Co-Authored-By: Claude Opus 4.7 (1M context) <noreply@anthropic.com>
…ance regression, listener subclass list

Three review issues fixed against ground-truth source:

- §9 Dashboards: add the layer-root template requirement. Layer.vue:41-44
  requires a dashboard with isRoot: true to render the menu landing page
  (precedent: ios/ios-root.json). Without it, clicking Mobile > WeChat
  Mini Program shows an empty "no dashboard" view. Both
  wechat_mini_program-root.json and alipay_mini_program-root.json now
  listed in the folder layout.

- §4 + §General usage: drop the residual "literal -" / "everything
  aggregates under -" wording. §2 was already corrected; §4 Notes
  bullet and the WeChat init example comment still asserted the
  uniform-fallback story. Replaced with the verified per-pipeline
  behavior: Analyzer.java:345 (instance traffic only emitted when
  non-empty) + SampleFamily.dim() (collapses missing labels to "")
  mean OTLP metrics produce no instance entity at all when
  serviceInstance is unset. Only segments substitute "-" at the SDK
  wire.

- §6 Trace layer mapping: correct the listener subclass list.
  CommonAnalysisListener is extended only by RPCAnalysisListener and
  EndpointDepFromCrossThreadAnalysisListener (verified via grep).
  SegmentAnalysisListener has its own service-meta path and does not
  extend the base. Doesn't change the design surface (still 5 call
  sites in 2 files) but clarifies which classes are touched.

Co-Authored-By: Claude Opus 4.7 (1M context) <noreply@anthropic.com>
Technical-correctness fixes (would produce broken metrics in prod):
- §4 MAL: document the ms-histogram bucket unit trap. SDK emits le in
  ms; MAL default assumes seconds and rescales ×1000. Without
  compensation, request-latency percentiles come out 1000× too large
  (same trap that bit MetricKit in SWIP-11).

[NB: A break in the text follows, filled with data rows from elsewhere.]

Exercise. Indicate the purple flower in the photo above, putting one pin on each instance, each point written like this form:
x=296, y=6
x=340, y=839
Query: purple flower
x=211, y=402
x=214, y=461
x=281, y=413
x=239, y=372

Two implementation paths
  documented: OTLP receiver honoring Metric.unit, or a targeted
  preprocessor.
- §4 MAL: document the +Inf overflow bucket rendering as ~9.2e18 in
  UI. Needs finite sentinel (SDK-side bound update to 30s, or OAP-side
  preprocessor ceiling).

Design-clarification additions:
- §3a new subsection: enumerate the OAL / topology metrics that come
  for free from the componentId-driven layer assignment in §6. After
  RPCAnalysisListener emits Service/Instance/Endpoint/Relation sources
  with the right layer, core.oal produces service_cpm, service_resp_time,
  service_percentile, endpoint_*, plus outbound topology edges. Readers
  would otherwise think dashboards only have the §3 metric table.
- §3b new subsection: define where error_count actually comes from.
  A new log-MAL rule file log-mal-rules/miniprogram.yaml converts
  LAL-extracted error samples into per-(service, exception_type)
  counters. §5 LAL rule updated with a metrics {} block emitting the
  raw miniprogram_error_count sample.

Process / deliverables additions:
- §11 new: OAP-side e2e test case (test/e2e-v2/cases/miniprogram/
  {wechat,alipay}/), separate from the showcase demo generator.
  Drives sim images in MODE=once against the full OAP wiring. CI
  matrix entry in .github/workflows/skywalking.yaml required.
- §11 also: config-dump.yml mirror update required when application.yml
  defaults change (miniprogram/* in enabledOtelMetricsRules, miniprogram
  in lalFiles and malFiles).
- §12 new: Security Notice. Mini-program SDKs post from end-user devices
  on the public internet — same exposure profile as iOS / browser.
  Add a client-side-monitoring paragraph to docs/en/security/README.md.
- §13 new: Implementation Deliverables Checklist covering the two
  user-facing backend-*-mini-program-monitoring.md docs, docs/menu.yml
  entries, changes.md changelog, readme.md SWIP move, and booster-ui
  i18n PR.

Co-Authored-By: Claude Opus 4.7 (1M context) <noreply@anthropic.com>
… trap

Prior wording cast OAP's histogram-unit rescale as a silent trap needing
either an OTLP receiver enhancement or a per-feature preprocessor. That
was overstated.

Verified against source (SampleFamily.java:459-487,
PrometheusMetricConverter.java:78): OAP doesn't enforce a unit — it just
rescales le labels to ms using SampleFamily.defaultHistogramBucketUnit.
Default SECONDS matches Prometheus ecosystem convention, which is what
shipped rules assume. There is no silent-bug surface; it's a standard
coordination between source system and MAL rule.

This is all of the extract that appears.